Bitcoin (BTC) entre dans une phase critique à l'intersection des tensions géopolitiques croissantes au Moyen-Orient et d'un contrat d'options massif d'une valeur de près de 14 milliards de dollars.
Cet événement, qui constitue la plus importante échéance d'options de l'année, survient à un moment où les marchés sont en quête d'une direction, l'incertitude entourant les pourparlers de paix entre les États-Unis et l'Iran ayant un impact direct sur l'appétit pour le risque.
D'après les données de marché, environ 14 milliards de dollars d'options Bitcoin, en termes de positions ouvertes totales, arriveront à échéance vendredi. Cette échéance trimestrielle amputera près de 40 % des positions ouvertes sur Deribit, l'une des plus importantes plateformes du marché des produits dérivés de cryptomonnaies. Cet événement coïncide avec les menaces du président américain Donald Trump d'accroître la pression militaire sur l'Iran et le rejet par Téhéran d'une proposition de paix.

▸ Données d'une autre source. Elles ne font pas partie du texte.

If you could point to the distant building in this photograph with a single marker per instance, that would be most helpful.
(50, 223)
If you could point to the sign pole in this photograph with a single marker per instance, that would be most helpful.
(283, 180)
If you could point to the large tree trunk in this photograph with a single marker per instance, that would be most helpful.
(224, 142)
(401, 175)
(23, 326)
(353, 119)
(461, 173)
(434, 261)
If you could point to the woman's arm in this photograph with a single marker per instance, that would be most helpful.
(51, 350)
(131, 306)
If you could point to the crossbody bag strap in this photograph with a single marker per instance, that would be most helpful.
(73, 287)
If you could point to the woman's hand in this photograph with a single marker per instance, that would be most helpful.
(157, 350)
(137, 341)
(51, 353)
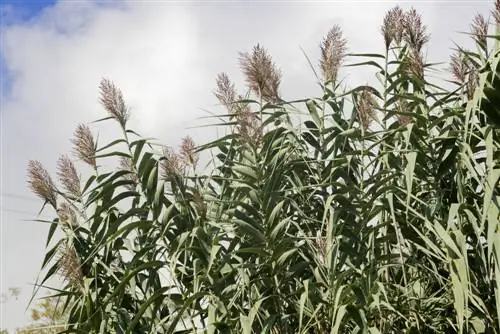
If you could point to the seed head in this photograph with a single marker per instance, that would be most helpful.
(333, 49)
(41, 183)
(112, 100)
(262, 75)
(70, 266)
(225, 91)
(85, 146)
(464, 71)
(68, 176)
(415, 32)
(187, 151)
(479, 28)
(415, 64)
(172, 165)
(392, 28)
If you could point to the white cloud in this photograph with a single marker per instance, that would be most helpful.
(164, 56)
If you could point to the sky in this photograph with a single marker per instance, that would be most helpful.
(164, 56)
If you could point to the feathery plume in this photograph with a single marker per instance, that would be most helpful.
(41, 183)
(112, 100)
(127, 165)
(172, 164)
(187, 151)
(70, 266)
(479, 28)
(225, 91)
(68, 176)
(392, 28)
(262, 75)
(366, 108)
(333, 49)
(85, 146)
(415, 32)
(248, 124)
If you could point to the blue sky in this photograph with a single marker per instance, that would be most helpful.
(16, 12)
(24, 9)
(150, 49)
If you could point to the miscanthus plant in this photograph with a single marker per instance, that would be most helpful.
(365, 210)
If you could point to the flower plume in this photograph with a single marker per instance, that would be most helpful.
(112, 100)
(41, 183)
(479, 28)
(415, 32)
(333, 49)
(262, 75)
(68, 176)
(172, 164)
(392, 28)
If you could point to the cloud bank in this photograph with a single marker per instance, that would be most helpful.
(164, 56)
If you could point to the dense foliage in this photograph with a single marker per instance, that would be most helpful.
(365, 210)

Ces dernières semaines, le cours du Bitcoin a stagné entre 60 000 et 75 000 dollars environ. Se négociant bien en dessous de son pic d'environ 126 000 dollars atteint en octobre 2025, l'actif n'a pas réussi à dégager une tendance claire malgré les tensions géopolitiques et les hausses périodiques des flux de capitaux vers les ETF Bitcoin au comptant américains. Aujourd'hui, le Bitcoin a d'ailleurs chuté de 3,2 % pour atteindre 68 692 dollars.

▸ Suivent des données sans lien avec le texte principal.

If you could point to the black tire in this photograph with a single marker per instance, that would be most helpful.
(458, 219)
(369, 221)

Demain s'annonce chargé : les options Bitcoin devraient connaître une forte instabilité en raison de leur expiration ! Une société d'analyse chinoise a évalué la situation.

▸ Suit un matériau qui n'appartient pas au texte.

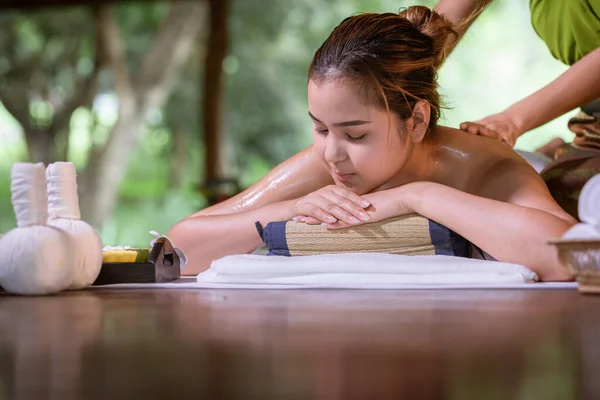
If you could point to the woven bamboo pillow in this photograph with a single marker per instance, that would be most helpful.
(408, 235)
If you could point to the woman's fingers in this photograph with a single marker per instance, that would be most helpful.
(345, 208)
(311, 221)
(351, 196)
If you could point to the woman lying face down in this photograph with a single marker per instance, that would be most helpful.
(378, 153)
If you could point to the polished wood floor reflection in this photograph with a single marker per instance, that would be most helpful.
(301, 344)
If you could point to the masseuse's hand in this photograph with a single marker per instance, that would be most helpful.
(333, 206)
(498, 126)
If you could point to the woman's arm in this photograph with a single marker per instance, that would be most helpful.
(301, 174)
(509, 232)
(576, 87)
(207, 238)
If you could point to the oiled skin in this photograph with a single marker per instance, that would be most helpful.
(472, 164)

D'après les acteurs du marché, le positionnement sur les marchés dérivés joue un rôle important dans cette tendance latérale. Au premier trimestre, les investisseurs institutionnels ont privilégié la vente d'options d'achat, prenant des positions là où une forte hausse des prix était attendue. Ce faisant, le risque s'est concentré sur les teneurs de marché, qui ont ajusté leurs positions en achetant lorsque le prix baissait et en vendant lorsqu'il augmentait. Ce mécanisme a ainsi contribué à limiter la volatilité.
Les analystes estiment que le positionnement sur les marchés dérivés joue un rôle crucial dans cette tendance latérale. James Harris, PDG de la société de gestion d'actifs Tesseract, souligne que les investisseurs institutionnels ont privilégié la vente d'options d'achat pour générer des revenus au premier trimestre. Selon lui, cela a entraîné une redistribution des risques au profit des teneurs de marché, qui ont contenu la volatilité en achetant lorsque les prix baissaient et en vendant lorsqu'ils augmentaient.
Au cours de ce processus, on a constaté que le prix s'approchait fréquemment du « point de baisse maximal » aux alentours de 75 000 $. Harris a déclaré : « Les opérations de couverture peuvent faire baisser le prix jusqu'à ce niveau à l'approche de la date d'expiration, mais elles limitent également les fluctuations à l'intérieur de cette fourchette. »
Cet effet mécanique devrait disparaître après l'expiration des contrats d'options. À ce moment-là, les analystes notent que le Bitcoin redeviendra plus sensible aux événements macroéconomiques et géopolitiques.
Andreja Kobelic a déclaré que, dans le contexte d'incertitude actuel, le Bitcoin pourrait se maintenir entre 70 000 et 75 000 dollars, soulignant que la limite supérieure de cette fourchette agit à la fois comme un aimant et une résistance. Selon elle, un éventuel accord de cessez-le-feu pourrait propulser le prix au-dessus de 75 000 dollars, entraînant une hausse supplémentaire grâce à la couverture des positions courtes. Elle a toutefois averti qu'en cas d'échec des négociations, le prix pourrait chuter à 68 500 dollars.
De son côté, Jasper De Maer, trader de gré à gré chez Wintermute, a indiqué que la dynamique des options a engendré une légère tendance haussière du Bitcoin, mais qu'aucune prévision claire ne se dégage quant à l'orientation générale du marché. De Maer a souligné que les facteurs qui freinent la volatilité après l'expiration des options disparaîtront et que les facteurs macroéconomiques et géopolitiques redeviendront déterminants.
D'après les analystes, le principal risque ne réside pas dans l'absence d'investisseurs institutionnels sur le marché, mais dans la liquidation rapide de leurs positions en cas d'événements négatifs. Harris a souligné que si un scénario géopolitique défavorable se concrétise, notamment d'ici la fin de la semaine, le soutien structurel apporté par les options disparaîtra, ce qui pourrait entraîner des fluctuations de prix beaucoup plus importantes.
*Ceci ne constitue pas un conseil en investissement.